According to Spain’s Ministry of Public Works, house prices nationwide have fallen by 29% from their all-time high, making today’s average per-square-metre price for homes, currently around 1.500€/m2, about the same as back in 2004. Other sources estimate the drop to be as much as 50% since the bubble burst in 2008, leading many to wonder how much lower they can go.
Some experts are now cautiously expressing optimism 2014 may be the year that Spain’s real-estate market starts to turn around. While national demand remains stymied by the difficulty in obtaining finance, uncertain economic prospects, and the fact that average prices are still beyond many Spaniards’ reach, foreign buyers – both on an individual and institutional level – are making up a growing share of sales.
Over the last year, overseas investment funds snapped up the real-estate divisions of some of Spain’s biggest banks, such as Banco Santander, La Caixa, and Bankia, and now plan to sell their portfolios by ensuring prices are as competitive as possible. At the same time, foreigners accounted for more than 15% of all sales nationwide in the third quarter of 2013, a jump of four percentage points over 2012.
A report released by Bankinter, the country’s tenth-largest bank, in December forecast that, after a particularly bad year in 2013, sales should start to pick up in 2014 and 2015, although prices could still fluctuate. Premium areas, like Madrid, Barcelona, and the Costa del Sol that have limited supply and attract affluent cash buyers will likely be among the first to recover.
In the areas we cover, like Marbella, Estepona and Sotogrande, we have started to see signs of a recovery, at least in terms of activity. Viewings and transactions by foreign buyers are up and some vendors, especially in sought-after areas, are becoming more confident about achieving their asking price. As the sales cycle of a second-home market is slow, it will take at least another 12 months to see if this constitutes a real trend.

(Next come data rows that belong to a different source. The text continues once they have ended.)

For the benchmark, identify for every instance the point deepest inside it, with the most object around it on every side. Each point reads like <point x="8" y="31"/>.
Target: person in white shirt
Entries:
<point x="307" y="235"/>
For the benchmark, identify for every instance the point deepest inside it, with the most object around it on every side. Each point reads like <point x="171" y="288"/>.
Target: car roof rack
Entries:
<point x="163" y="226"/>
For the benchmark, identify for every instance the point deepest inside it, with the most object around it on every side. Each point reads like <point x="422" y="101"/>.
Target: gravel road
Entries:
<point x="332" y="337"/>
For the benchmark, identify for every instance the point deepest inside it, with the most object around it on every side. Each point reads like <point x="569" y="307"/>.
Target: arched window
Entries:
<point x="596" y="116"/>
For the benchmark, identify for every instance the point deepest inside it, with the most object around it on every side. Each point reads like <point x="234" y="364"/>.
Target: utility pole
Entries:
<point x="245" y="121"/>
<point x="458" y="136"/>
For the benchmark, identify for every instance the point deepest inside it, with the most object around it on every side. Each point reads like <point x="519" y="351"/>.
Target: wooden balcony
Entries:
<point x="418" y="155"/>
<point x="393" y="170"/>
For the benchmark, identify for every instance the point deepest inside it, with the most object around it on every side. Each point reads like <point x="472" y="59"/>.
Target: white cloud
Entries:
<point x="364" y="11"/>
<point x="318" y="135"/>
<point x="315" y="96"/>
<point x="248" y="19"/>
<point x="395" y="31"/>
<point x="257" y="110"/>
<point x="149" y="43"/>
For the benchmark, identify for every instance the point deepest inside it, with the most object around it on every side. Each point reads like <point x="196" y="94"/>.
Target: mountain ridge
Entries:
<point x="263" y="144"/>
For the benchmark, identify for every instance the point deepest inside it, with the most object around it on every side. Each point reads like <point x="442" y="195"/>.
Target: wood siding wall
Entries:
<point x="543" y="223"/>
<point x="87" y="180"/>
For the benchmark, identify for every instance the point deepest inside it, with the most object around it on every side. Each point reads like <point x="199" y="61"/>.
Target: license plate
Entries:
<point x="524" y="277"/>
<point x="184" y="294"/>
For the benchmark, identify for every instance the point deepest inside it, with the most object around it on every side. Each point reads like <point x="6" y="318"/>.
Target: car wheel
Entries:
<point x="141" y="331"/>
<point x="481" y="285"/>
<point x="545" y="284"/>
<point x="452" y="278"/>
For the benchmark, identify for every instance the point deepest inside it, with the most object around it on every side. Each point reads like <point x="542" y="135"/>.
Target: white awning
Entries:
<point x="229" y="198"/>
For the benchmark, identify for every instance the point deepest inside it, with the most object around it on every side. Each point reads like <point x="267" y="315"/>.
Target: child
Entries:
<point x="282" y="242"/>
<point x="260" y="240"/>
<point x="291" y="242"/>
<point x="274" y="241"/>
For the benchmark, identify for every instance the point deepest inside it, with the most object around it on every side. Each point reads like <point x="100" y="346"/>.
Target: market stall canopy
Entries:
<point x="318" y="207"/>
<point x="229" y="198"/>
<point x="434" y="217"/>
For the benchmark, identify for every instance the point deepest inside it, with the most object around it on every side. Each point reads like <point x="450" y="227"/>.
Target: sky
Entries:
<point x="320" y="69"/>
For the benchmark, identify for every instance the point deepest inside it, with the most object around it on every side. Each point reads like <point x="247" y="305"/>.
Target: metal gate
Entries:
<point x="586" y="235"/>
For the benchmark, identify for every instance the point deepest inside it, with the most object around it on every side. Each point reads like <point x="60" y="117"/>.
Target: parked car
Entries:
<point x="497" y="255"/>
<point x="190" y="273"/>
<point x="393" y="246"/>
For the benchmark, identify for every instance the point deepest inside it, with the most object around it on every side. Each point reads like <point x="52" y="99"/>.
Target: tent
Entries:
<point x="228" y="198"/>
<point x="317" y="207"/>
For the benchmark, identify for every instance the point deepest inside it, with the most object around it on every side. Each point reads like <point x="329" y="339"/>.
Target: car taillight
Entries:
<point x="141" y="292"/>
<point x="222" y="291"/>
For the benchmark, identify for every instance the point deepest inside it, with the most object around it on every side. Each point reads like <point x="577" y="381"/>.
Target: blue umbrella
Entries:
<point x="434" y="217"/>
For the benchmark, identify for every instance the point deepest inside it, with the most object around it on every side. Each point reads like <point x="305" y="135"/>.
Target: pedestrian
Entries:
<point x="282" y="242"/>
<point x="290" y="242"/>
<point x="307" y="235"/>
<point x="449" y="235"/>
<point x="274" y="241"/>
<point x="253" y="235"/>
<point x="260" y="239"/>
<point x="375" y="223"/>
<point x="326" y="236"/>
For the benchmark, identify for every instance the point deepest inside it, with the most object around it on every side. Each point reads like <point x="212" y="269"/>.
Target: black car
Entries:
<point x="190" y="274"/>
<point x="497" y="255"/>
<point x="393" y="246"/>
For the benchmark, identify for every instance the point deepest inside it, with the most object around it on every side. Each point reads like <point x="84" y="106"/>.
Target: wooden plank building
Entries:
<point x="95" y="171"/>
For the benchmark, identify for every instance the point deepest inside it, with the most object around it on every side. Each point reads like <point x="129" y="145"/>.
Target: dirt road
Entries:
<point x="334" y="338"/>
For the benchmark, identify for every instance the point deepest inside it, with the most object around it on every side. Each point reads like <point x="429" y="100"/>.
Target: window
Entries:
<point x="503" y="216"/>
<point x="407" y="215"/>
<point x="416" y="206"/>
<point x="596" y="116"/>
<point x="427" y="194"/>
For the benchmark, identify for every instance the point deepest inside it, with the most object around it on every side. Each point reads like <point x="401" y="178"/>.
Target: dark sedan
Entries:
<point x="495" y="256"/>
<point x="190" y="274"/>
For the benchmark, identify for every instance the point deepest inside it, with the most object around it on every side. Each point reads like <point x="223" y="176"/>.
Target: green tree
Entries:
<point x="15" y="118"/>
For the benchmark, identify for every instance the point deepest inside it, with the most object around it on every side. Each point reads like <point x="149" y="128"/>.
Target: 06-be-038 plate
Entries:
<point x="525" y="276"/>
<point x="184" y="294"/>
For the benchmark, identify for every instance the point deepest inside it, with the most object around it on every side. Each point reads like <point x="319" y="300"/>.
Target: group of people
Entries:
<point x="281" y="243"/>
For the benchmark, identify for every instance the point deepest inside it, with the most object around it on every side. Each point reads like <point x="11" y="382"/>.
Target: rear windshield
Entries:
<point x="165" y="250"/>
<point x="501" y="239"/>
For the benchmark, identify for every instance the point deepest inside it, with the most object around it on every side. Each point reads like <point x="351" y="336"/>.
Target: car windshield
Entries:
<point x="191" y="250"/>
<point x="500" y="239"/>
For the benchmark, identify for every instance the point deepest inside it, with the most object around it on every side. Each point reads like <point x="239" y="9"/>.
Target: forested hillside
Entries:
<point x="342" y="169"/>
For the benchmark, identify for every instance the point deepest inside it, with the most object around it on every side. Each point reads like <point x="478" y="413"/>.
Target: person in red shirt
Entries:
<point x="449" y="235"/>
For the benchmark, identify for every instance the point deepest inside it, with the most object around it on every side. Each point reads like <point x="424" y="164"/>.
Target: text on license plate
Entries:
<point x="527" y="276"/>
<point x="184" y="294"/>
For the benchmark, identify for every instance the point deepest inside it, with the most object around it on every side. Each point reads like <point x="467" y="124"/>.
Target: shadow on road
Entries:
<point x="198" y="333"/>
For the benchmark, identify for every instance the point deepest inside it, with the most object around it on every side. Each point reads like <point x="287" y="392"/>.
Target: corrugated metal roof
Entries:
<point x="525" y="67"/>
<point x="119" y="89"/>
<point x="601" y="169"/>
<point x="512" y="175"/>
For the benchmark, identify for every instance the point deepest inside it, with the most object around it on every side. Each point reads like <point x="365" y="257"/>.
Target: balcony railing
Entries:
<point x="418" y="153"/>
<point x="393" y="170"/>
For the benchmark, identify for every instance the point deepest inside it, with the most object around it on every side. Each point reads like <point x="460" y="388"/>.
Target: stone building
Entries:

Spain’s fortunes have never been a reliable barometer of property values or of the market in prime locations, especially Marbella. Most of our clients hail from Northern Europe and many are not dependent upon a mortgage to buy a home in the sun. They are looking for properties that offer the kind of lifestyle they want, whatever happens with Spain’s economy – which, according to the government, grew by 0.3% in the last quarter of 2013, for the first time in six years.
If the market in the Costa del Sol continues its current trend, we may look back in a couple of years’ time and see 2013 as when the bottom was reached. Without the help of a crystal ball, however, we shall just have to wait and see.